A experiência de ser profissional de saúde neste tempo tem sido bem desafiante, pois tenho experimentado, de fato, do que se fala tanto sobre “a permissão de Deus”. Na primeira onda, pude me ‘proteger’, ainda estava terminando a faculdade e não trabalhava na saúde, então, podia escolher estar em casa e com as proteções necessárias.
Havia passado em um processo seletivo do Hospital Regional do Cariri, e, em janeiro, fui convocada. Como aparentemente estava muito mais calmo, decidi assumir essa vaga e entrei ‘na aventura’. Os hospitais de campanhas começaram ser inutilizados, sinais que as coisas estavam melhorando.
Quando eu menos esperei, uma segunda onda, assim, as seguranças se foram, e agora não havia como voltar atrás. O desespero bateu inicialmente. Dentro de mim, questionamentos, medo de contaminar quem eu amo e de adoecer. Via agora a face do vírus. Não mais tinha uma face de idosos esquecidos, vi também nos jovens cheios de vida, pobres, ricos, obesos, atletas, parentes de amigos, profissionais de saúde e até irmãos de comunidade que moraram comigo quando estava em missão. Fora isso, existe um povo que trabalha e que convive comigo que perdeu pai e mãe para a COVID, pessoas cansadas e sem esperança. Foi aí que me veio um ‘estalo’: preciso ser sinal de esperança, pois acredito essa ser a marca dos que creem e tiveram experiência com Deus.
Chegou a quaresma, foi o tempo que decidi me unir a Jesus, já sem conseguir parar para rezar, pois o cansaço tem sido o protagonista dos meus dias, todos eles. Em cada rosto eu pedia a Deus pra amenizar o sofrimento, fico sufocada ao ver alguém querendo só respirar, tão simples isso, né?! Na Semana Santa, todos os dias assistia ao retiro e saia pra trabalhar, eram tantas vidas, pessoas, famílias sendo crucificadas ao mesmo tempo, mas era revigorada pela espera do Domingo de Páscoa.
Depois de viver tudo isso, tive uma experiência fantástica.

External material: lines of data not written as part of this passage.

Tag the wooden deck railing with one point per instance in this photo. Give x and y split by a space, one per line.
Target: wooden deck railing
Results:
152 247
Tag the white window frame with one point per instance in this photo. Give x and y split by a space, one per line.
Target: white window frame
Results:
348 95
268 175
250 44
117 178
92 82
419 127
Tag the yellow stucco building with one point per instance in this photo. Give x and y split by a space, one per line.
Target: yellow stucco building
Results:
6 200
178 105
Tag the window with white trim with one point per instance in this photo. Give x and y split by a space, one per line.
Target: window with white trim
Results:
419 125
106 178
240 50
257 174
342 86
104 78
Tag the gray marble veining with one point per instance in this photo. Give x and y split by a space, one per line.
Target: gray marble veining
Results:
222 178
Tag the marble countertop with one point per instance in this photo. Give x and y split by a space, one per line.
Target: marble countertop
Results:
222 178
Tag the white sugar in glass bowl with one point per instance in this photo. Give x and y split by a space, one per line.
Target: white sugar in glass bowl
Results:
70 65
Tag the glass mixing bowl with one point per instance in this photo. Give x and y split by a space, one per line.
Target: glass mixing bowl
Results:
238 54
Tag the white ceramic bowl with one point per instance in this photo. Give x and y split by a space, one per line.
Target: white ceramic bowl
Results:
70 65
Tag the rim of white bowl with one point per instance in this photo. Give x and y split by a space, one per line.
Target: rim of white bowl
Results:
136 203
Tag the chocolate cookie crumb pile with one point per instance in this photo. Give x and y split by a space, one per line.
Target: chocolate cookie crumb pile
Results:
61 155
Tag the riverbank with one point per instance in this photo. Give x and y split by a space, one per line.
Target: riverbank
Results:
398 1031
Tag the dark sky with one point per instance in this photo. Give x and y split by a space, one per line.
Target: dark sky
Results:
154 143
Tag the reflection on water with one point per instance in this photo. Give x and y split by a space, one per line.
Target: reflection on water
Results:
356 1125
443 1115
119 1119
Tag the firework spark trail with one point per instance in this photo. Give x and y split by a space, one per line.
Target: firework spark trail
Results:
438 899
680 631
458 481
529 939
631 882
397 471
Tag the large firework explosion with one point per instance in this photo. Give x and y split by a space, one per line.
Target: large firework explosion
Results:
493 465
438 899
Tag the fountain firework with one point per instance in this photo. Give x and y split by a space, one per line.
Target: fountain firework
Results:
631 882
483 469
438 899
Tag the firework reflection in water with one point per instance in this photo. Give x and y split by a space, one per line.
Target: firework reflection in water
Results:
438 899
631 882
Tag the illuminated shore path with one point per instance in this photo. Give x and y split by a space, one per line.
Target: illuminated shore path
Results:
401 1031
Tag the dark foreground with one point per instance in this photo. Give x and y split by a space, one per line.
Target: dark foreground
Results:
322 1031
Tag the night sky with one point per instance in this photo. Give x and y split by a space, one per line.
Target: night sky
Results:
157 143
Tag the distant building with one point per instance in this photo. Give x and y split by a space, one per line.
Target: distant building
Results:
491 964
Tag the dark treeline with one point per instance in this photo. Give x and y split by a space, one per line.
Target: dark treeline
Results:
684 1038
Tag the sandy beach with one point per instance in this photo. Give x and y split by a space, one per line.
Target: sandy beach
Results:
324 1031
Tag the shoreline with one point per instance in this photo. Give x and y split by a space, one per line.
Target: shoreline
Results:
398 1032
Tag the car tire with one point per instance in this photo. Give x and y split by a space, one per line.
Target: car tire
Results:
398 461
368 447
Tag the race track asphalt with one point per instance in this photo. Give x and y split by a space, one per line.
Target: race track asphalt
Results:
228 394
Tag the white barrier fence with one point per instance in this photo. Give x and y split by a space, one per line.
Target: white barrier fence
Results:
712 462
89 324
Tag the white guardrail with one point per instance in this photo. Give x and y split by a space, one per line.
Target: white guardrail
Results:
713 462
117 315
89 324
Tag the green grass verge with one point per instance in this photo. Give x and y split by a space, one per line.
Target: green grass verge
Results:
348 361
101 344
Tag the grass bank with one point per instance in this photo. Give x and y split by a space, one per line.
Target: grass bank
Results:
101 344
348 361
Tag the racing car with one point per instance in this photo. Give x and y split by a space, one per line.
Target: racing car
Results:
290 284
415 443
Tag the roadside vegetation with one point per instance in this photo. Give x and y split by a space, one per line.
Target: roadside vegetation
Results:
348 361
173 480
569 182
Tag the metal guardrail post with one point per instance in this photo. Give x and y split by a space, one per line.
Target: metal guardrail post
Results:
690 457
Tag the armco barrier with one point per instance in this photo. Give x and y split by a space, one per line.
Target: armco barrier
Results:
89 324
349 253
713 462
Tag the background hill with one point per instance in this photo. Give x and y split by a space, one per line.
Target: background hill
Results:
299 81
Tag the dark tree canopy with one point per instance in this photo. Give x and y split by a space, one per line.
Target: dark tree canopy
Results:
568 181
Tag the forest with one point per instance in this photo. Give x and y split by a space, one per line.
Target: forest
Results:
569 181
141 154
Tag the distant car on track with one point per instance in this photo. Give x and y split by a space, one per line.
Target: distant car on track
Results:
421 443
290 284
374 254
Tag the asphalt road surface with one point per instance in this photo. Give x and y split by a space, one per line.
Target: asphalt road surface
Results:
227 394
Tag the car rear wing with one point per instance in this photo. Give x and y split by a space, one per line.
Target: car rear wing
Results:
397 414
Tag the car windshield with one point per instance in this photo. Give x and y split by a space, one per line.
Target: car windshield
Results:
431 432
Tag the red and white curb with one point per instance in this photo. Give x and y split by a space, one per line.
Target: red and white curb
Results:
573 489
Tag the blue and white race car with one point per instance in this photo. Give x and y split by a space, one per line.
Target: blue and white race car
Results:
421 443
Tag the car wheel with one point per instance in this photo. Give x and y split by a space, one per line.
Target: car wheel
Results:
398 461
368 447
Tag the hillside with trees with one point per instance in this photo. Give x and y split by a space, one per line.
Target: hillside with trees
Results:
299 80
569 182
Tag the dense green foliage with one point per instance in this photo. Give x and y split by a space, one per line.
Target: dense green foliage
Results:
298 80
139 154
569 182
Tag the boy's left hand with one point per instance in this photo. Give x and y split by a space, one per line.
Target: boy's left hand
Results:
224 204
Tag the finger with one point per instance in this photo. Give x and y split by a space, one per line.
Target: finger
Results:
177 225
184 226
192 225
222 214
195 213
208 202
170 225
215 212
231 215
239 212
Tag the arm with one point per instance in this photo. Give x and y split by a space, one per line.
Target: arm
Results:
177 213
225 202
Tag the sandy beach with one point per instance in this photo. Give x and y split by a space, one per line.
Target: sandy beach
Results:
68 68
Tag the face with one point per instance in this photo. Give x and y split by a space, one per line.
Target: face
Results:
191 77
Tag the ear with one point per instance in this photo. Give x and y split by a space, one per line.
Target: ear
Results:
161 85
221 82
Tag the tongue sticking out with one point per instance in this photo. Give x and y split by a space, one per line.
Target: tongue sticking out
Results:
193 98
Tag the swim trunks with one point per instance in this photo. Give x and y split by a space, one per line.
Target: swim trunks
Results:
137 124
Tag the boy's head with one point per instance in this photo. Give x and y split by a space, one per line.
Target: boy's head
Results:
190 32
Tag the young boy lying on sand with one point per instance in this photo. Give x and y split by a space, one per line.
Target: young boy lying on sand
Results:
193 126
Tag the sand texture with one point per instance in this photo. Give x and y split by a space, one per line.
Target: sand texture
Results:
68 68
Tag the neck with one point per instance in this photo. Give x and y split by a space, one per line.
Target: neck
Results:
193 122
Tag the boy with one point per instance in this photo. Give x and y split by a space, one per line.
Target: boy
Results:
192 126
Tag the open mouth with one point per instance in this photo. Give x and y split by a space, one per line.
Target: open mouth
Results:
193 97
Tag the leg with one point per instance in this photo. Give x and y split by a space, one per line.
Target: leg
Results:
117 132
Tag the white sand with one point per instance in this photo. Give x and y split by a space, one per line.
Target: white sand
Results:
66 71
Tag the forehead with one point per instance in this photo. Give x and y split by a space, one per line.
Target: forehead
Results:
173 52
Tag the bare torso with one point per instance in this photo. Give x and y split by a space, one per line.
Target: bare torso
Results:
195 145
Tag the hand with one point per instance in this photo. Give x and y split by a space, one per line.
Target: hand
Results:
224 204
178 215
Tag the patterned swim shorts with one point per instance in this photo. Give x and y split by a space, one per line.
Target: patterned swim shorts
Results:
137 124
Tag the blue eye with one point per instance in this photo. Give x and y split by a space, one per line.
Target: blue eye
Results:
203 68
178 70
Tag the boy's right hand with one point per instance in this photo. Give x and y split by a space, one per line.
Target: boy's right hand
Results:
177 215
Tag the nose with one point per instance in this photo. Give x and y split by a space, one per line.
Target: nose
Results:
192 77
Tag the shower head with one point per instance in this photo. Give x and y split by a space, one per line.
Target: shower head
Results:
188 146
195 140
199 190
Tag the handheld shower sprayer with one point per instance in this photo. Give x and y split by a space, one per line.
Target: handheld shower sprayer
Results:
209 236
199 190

Estava em um plantão de 12h no domingo da misericórdia, arrasada porque só conseguir assistir a missa ‘meia boca’ em meio aos afazeres do trabalho, na correria, no hospital, subindo e descendo entre as UTI’s COVID e a emergência.
Saí do plantão exausta e me deparo com o Padre da Comunidade Aliança de Misericórdia conduzindo uma adoração na entrada do Hospital. Desci correndo, me ajoelhei ligeiro aos pés do Senhor e pedia a Ele por aquele povo, pelas famílias, quando o padre proclamou: ‘E aos funcionários deste hospital eu digo, o Senhor luta conosco, estamos em uma batalha, vocês trabalhando, nós rezando, somos Igreja!’.
E ali toda a minha culpa de não conseguir rezar tanto, foi sendo justificada, e eu dizia a Deus, essa Senhor, é minha oferta de amor, e hoje mais que nunca, mesmo que cansada procuro ver Deus em todas as coisas dentro do hospital. É doído, mas é muito real, eu vejo muitos Lázaros, dentro do hospital, isso aumenta em mim a esperança.
Sou muito mais que feliz na forma que escolhi amar a Deus e ao próximo como a mim. Rezem por nós, somos sustentados por isso, acreditem.